0
votes

I have two functions with different algorithms. In the first function I implemented non-blocking communications (MPI_Irecv, MPI_Isend) and the program runs without any errors. Even when I change the non-blocking to blocking communication, everything is fine. No deadlock. But if I implement the second function with basic blocking communication like this (reduced the algorithm to the problem):

 if( my_rank == 0)
    {
      a = 3 ;
      MPI_Send(&a,1,MPI_DOUBLE,1,0,MPI_COMM_WORLD) ;
    }

    else if( my_rank == 1 )
    {
      MPI_Recv(&a,1,MPI_DOUBLE,0,0,MPI_COMM_WORLD, &status ) ;
    }

So, process 1 should receive the value a from process 0. But I'm getting this error:

Fatal error in MPI_Recv: Message truncated, error stack: MPI_Recv(187).......................: MPI_Recv(buf=0xbfbef2a8, count=1, MPI_DOUBLE, src=0, tag=0, MPI_COMM_WORLD, status=0xbfbef294) failed MPIDI_CH3U_Request_unpack_uebuf(600): Message truncated; 32 bytes received but buffer size is 8 rank 2 in job 39 Blabla caused collective abort of all ranks exit status of rank 2: killed by signal 9

If I run the program with only one of the two functions, then they work as they are supposed to.
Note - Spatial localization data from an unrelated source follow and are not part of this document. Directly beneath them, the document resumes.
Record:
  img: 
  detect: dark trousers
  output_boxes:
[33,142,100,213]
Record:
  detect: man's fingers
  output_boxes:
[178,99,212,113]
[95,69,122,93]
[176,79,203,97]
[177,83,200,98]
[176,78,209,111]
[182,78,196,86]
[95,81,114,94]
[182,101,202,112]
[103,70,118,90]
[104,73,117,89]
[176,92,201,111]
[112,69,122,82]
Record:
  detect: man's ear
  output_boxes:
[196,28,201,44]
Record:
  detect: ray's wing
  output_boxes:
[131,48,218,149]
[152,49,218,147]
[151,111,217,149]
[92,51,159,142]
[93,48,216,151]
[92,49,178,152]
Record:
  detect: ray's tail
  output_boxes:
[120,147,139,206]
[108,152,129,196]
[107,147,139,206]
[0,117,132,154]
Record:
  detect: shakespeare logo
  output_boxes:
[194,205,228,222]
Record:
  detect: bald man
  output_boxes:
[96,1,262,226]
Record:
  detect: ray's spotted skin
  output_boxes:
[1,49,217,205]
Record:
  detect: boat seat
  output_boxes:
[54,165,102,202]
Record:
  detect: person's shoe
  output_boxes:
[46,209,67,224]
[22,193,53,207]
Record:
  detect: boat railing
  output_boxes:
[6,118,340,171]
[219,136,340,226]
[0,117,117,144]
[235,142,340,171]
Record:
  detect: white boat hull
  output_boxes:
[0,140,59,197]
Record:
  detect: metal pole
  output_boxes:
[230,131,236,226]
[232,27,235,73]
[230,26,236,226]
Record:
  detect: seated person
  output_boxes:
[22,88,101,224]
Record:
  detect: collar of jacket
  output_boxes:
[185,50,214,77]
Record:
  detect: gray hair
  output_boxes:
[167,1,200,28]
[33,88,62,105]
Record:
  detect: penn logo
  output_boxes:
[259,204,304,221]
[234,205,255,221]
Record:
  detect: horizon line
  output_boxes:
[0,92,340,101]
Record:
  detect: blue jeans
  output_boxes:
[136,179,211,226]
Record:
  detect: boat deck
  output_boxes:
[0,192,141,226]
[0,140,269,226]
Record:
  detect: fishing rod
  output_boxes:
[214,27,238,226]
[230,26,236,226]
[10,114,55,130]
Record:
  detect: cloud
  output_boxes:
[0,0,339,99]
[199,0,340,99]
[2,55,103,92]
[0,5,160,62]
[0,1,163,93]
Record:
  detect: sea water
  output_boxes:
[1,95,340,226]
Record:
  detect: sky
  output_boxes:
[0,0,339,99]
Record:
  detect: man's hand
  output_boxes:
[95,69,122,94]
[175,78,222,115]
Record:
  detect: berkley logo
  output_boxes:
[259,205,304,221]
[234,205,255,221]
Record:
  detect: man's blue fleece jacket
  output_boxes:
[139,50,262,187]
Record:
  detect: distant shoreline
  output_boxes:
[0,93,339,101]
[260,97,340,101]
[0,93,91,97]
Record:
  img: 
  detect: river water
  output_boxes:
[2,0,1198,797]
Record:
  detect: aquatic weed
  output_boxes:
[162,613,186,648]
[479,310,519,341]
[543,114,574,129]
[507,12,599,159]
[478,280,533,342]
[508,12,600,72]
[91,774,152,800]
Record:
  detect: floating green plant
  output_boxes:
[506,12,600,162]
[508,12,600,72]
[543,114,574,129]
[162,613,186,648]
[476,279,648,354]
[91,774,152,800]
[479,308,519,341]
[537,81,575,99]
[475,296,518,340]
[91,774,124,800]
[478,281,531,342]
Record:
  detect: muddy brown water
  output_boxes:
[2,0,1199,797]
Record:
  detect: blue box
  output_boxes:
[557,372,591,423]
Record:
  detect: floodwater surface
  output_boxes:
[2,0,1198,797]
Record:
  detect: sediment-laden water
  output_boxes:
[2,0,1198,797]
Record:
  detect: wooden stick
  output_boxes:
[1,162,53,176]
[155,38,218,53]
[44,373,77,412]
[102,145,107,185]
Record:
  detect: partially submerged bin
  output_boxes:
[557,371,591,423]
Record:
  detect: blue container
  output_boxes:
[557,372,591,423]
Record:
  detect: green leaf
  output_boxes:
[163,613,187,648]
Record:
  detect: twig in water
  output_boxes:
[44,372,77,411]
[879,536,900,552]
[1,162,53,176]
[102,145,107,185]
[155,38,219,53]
But both together results in the error message above. I do understand the error message, but I don't know what I can do to prevent it. Can someone explain to me where I have to look for the error? Since I'm not getting a deadlock in the first function, I'm assuming that there can't be a unreceived send from the first function which leads to the error in the second.

1
The issue isn't Recv vs Irecv, and it certainly isn't any deadlock. The issue is that the Rank 2's Recv() from task 0, where it's receiving a single MPI_DOUBLE, is being matched to SEND from rank 0 of size 32 bytes (4 doubles maybe?). Thus the message truncated error. So we'll need to see more code to see what's going on.Jonathan Dursi
I know that. The second function consists only of the send/recv operation. Its definitely located in the first function, because (depending on the user input) this is exactly the size of the communicated arrays. But how could that be? All the send/recv operations must be finished otherwise it would result in a deadlock. Or am i completely wrong? The whole code is about six hundred rows. Have to simplify it...could take a while.Rade

1 Answers

0
votes

So, here is the the first function:

MPI_Type_vector(m,1,m,MPI_DOUBLE, &column_mpi_t ) ;
MPI_Type_commit(&column_mpi_t) ;

T = (double**)malloc(m*sizeof(double*)) ;
T_data = (double*)malloc(m*m*sizeof(double)) ;


for(i=0;i<m;i++)
{
  T[i] = &(T_data[i*m]) ;
}

if(my_rank==0)
{
  s = &(T[0][0]) ;
  for(i=1;i<p;i++)
  {
    MPI_Send(s,1,column_mpi_t,i,0,MPI_COMM_WORLD) ;
  }
}
for(k=0;k<m-1;k++)
{
  if(k%p != my_rank)
  {
    rbuffer = &(T[0][k]) ;
    MPI_Recv(rbuffer,1,column_mpi_t,k%p,0,MPI_COMM_WORLD,&status) ;
  }

  for(j=k+1;j<n;j++)
  {
    if(j%p==my_rank)
    {
      if(j==k+1 && j!=n-1)
      {
        sbuffer = &(T[0][k+1]) ;
        for(i=0;i<p;i++)
        {
          if(i!= (k+1)%p )
            MPI_Send(sbuffer,1,column_mpi_t,i,0,MPI_COMM_WORLD) ;
        }
      }         
    }
  }
}

I came to the conclusion that the derived datatype is the origin of my problems. Somebody sees why?

Ok, im wrong. If i change the MPI datatype in MPI_Irecv/send to MPI_DOUBLE,that would fit to the datatypes of recv/send of the second function ..so no truncation error. So, no solution....